With a proposed gaming draft legislation that contains a 17 percent gaming tax and projections that Thais will pay three-quarters of the spending at future entertainment complexes, Thailand is currently moving toward legalizing gambling.
Power, a multi-country gaming industry veteran, downplayed worries about market cannibalization if Thailand builds integrated resorts. Instead, he suggested that Singapore might be more impacted if high rollers who are currently in Malaysia or Singapore decide to go elsewhere. Power spoke at the 6th ASEAN Gaming Summit.
He highlighted the need for a strong local component for the development of integrated resorts, mentioning location, management, branding, and financial strength as crucial components.

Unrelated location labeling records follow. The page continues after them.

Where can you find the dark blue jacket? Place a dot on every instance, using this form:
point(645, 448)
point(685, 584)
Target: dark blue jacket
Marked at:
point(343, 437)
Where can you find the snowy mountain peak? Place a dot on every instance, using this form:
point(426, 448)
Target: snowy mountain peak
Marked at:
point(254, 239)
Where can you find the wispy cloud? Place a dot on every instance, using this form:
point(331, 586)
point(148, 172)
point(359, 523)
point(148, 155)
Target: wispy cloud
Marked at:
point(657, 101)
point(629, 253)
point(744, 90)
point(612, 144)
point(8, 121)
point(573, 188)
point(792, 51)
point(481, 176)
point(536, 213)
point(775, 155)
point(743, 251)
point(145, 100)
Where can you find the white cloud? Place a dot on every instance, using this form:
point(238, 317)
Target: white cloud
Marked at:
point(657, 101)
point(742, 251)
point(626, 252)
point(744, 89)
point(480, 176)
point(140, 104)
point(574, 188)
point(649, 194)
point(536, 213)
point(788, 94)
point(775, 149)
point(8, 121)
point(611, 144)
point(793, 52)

He emphasized the uncertainty surrounding Thailand’s emphasis on local or non-local markets.
Power emphasized Macau’s success by pointing out its proximity to the populous Guangdong Province in addition to its Western-style integrated resorts. He made a comparison to Marina Bay Sands in Singapore, which had to put a greater emphasis on slot machines than gaming tables in order to draw in Malaysian patrons.
Concerning regulatory challenges, Power questioned the effectiveness of Vietnam’s 35% gaming revenue tax, which affects the operator’s ability to provide player incentives and overall property efficacy. In order for Ho Tram to stay competitive in the market, he underlined the need of real estate investment and the need to replace the outdated slot machines.